The Bill Gates-backed startup uses AI to concentrate sunlight.

If solar energy is truly going to take over from fossil fuels, it needs to be hot enough for not only generating power, but replacing industrial processes outright -- and even the 1,049F of the best solar concentrator systems wouldn't cut it. Heliogen, however, may have finally cracked that barrier. The Bill Gates-backed startup has successfully concentrated solar energy at "breakthrough" temperatures above 1,832F, making it toasty enough to replace fossil fuels for industrial tasks like producing cement or steel.

The trick is the use of computer vision (aka a form of AI) to align a large array of mirrors as they reflect sunlight on a solitary target. That allows for the kind of accuracy that hasn't been possible until now.

There's still a lot of work to go before the technology enters real-world use.

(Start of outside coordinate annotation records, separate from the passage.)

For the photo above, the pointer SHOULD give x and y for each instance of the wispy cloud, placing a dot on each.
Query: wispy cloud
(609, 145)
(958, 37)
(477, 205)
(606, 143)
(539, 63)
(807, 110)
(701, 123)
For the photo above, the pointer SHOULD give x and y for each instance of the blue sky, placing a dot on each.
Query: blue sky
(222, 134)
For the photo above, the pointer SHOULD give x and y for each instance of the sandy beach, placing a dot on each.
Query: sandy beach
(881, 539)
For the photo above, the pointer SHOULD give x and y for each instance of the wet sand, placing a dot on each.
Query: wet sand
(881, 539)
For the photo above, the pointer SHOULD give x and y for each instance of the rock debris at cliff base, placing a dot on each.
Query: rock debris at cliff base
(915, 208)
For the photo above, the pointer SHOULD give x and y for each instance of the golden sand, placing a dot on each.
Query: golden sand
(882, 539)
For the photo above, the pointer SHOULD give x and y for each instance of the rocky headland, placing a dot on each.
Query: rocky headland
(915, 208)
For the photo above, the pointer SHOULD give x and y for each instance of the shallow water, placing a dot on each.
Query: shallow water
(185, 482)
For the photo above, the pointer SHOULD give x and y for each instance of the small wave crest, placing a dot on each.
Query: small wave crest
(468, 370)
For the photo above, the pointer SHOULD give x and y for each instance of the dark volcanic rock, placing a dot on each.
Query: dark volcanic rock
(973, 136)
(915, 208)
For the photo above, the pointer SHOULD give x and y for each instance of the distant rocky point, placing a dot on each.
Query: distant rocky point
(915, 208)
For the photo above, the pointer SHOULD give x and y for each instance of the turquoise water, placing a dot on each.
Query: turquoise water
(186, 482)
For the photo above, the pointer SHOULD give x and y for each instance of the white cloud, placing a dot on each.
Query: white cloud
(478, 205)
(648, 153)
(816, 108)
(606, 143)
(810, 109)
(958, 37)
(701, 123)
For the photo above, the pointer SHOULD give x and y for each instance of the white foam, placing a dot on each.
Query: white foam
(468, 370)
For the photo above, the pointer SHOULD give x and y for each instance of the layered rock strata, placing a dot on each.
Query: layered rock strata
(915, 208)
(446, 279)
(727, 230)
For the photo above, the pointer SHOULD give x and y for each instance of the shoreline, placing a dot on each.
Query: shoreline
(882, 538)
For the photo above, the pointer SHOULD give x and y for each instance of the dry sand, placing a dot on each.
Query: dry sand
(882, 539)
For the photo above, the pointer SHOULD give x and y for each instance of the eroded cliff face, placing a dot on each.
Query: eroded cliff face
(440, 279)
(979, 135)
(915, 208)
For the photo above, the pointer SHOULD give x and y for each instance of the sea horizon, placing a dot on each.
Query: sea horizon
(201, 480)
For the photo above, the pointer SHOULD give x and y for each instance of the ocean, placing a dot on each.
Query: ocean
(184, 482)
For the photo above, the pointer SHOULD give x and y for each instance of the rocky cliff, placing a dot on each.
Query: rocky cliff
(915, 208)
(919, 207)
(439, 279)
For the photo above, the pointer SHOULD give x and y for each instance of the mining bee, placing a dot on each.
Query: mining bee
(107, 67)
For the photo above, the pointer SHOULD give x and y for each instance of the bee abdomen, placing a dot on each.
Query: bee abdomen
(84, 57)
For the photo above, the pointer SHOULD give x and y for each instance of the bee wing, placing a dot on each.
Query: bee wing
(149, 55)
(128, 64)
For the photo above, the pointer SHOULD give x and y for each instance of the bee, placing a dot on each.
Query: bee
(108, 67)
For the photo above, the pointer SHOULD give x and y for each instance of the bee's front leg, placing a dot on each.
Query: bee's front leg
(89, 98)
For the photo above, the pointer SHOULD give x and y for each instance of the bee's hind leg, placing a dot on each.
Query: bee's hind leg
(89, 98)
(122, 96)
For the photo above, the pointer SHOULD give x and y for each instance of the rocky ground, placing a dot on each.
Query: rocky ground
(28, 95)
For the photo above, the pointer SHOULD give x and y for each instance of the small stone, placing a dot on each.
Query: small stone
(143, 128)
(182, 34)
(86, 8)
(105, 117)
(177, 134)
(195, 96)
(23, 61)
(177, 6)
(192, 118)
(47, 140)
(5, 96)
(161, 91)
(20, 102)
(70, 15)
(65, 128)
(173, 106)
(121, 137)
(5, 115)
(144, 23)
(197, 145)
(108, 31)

Heliogen achieved the record heat levels the first day of its plant's operation, company founder Bill Gross told CNN. While impressive, it won't immediately translate to a practical solution.

Nonetheless, the implications are huge. As Gates noted in the announcement, industrial processes are responsible for over 20 percent of emissions. If the technology can cut even a portion those emissions, that could help keep global warming in check. Heliogen has greater ambitions, too. It ultimately hopes to reach temperatures of 2,732F, which would be hot enough to create hydrogen and synthetic gas. At that point, you'd have clean energy being used to produce more clean energy -- there would be relatively little need to generate emissions in the first place.